A sea of red surrounded the almost 2000 strong opening session of the South African Party's 12 Congress in Port Elizabeth on Thursday. The delegates received greetings from ANC Secretary-General Kgalema Motlanthe and the Communist Party of China, and received the main political report presented by SACP General Secretary Blade Nzimande. Molanthe in his address to the Congress stressed the goal of the SACP in seeking and struggling for a socialist path in South Africa.
Molanthe referred to ANC president Thabo Mbeki's stress a recent ANC conference that the ANC respected the SACP singular role in leading the fight for a socialist transformation of South Africa, adding that this was not the ANC's purpose. Nzmimande also used the ANC's president remarks as one of the points of departure for the political report of the outgoing CP central committee. Nzimande said that the press had distorted the president's meaning claiming that it was rebuke of the SACP.

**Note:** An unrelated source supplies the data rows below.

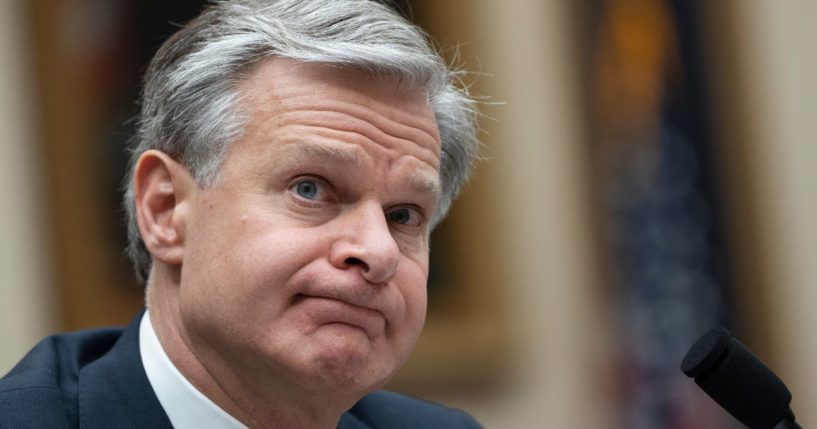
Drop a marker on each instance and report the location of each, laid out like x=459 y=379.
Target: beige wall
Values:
x=25 y=304
x=535 y=147
x=777 y=56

The SACP leader went on to point out a a number of key struggles that the SACP had taken initiative on. Most important in his view was that the ANC had in the recent period adjusted its policies and now favored the concept of a developmental state and a new industrial policy. The goal of the party he argued is a working-class led national democratic revolution.
Nzimande's address was followed by remarks from delegates, many of whom expressed frustration at the slow pace of change. The relationship with the ruling ANC was a theme that ran through almost all the presentations. The ANC has a mandate from 70 percent of the South African population.
The convention will continue on Friday with an address by the leaders of the COSATU and the YCL. Curiously no mention was made at the opening session of the strike of 230,000 metal workers, now in its fourth day. The SACP has recruited over 30,000 members since its last Congress.